The town hall was very still. The stillness of it seemed to pierce and hurt.... Then it was broken by a cry, a hoarse cry, wrenched from the soul of a man. "My boy!... My boy!..." Old Elder Newton was on his feet, tottering toward his son, and before his son he sank upon his knees and buried his hard, weathered old face upon Mavin's knees.
Justice of the Peace Bender cleared his throat.
"This here," he said, "looks to me to be suthin' the folks of this town, the friends and neighbors of this here father and son, ought to settle, instid of the law. Maybe it hain't legal, but I dunno who's to interfere.... Folks, what ought to be done to this here boy that done a crime and suffered the consequences of it, jest to save his father from another crime the old man never done a-tall?"
Neither Mavin nor his father heard. The old elder was muttering over and over, "My boy that was dead and is alive again...."
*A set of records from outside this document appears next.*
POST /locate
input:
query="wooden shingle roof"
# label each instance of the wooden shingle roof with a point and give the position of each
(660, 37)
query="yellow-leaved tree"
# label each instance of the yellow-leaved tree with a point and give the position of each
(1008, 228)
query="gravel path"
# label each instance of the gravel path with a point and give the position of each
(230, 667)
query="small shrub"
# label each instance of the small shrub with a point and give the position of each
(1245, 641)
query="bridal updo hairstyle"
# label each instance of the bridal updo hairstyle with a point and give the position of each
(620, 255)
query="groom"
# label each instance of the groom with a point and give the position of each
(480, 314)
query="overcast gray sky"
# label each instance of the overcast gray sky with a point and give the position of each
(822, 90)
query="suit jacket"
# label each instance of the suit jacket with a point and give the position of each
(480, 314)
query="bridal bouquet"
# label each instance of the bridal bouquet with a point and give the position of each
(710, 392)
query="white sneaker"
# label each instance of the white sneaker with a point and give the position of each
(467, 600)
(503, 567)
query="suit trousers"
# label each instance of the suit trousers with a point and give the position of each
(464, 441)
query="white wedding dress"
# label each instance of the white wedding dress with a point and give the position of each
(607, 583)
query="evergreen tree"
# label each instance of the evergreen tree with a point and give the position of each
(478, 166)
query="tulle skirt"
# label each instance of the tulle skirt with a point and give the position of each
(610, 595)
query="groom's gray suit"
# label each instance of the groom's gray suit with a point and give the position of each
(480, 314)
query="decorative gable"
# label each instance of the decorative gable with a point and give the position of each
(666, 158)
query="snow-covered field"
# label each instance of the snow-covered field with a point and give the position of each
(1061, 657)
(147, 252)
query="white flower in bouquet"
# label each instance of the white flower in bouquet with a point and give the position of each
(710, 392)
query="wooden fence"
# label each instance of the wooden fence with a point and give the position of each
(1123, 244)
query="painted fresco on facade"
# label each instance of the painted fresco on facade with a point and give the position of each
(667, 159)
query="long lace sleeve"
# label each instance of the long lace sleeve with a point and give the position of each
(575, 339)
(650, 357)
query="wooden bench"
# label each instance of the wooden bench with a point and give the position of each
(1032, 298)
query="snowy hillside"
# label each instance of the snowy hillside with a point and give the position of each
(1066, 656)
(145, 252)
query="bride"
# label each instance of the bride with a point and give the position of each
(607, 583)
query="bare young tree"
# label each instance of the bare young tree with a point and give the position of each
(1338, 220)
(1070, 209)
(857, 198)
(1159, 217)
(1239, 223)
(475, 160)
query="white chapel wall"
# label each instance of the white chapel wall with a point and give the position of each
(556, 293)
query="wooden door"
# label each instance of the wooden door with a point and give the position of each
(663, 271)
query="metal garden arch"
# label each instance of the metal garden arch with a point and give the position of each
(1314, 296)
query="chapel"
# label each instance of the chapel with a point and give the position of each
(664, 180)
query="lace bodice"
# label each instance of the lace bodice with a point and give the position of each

Scattergood arose silently and pointed to the door, and the crowd withdrew silently, withdrew to group about the entrance outside and to wait. They were patient. It was an hour before Elder Newton descended, his son on one side and Mattie Strong on the other.... The band, with a volunteer drummer, lifted its joyous voice, and, looking up, the trio faced a banner upon which Scattergood had caused to be painted, "Welcome Home, Mavin Newton."
Coldriver had taken judicial action and thus voiced its decision.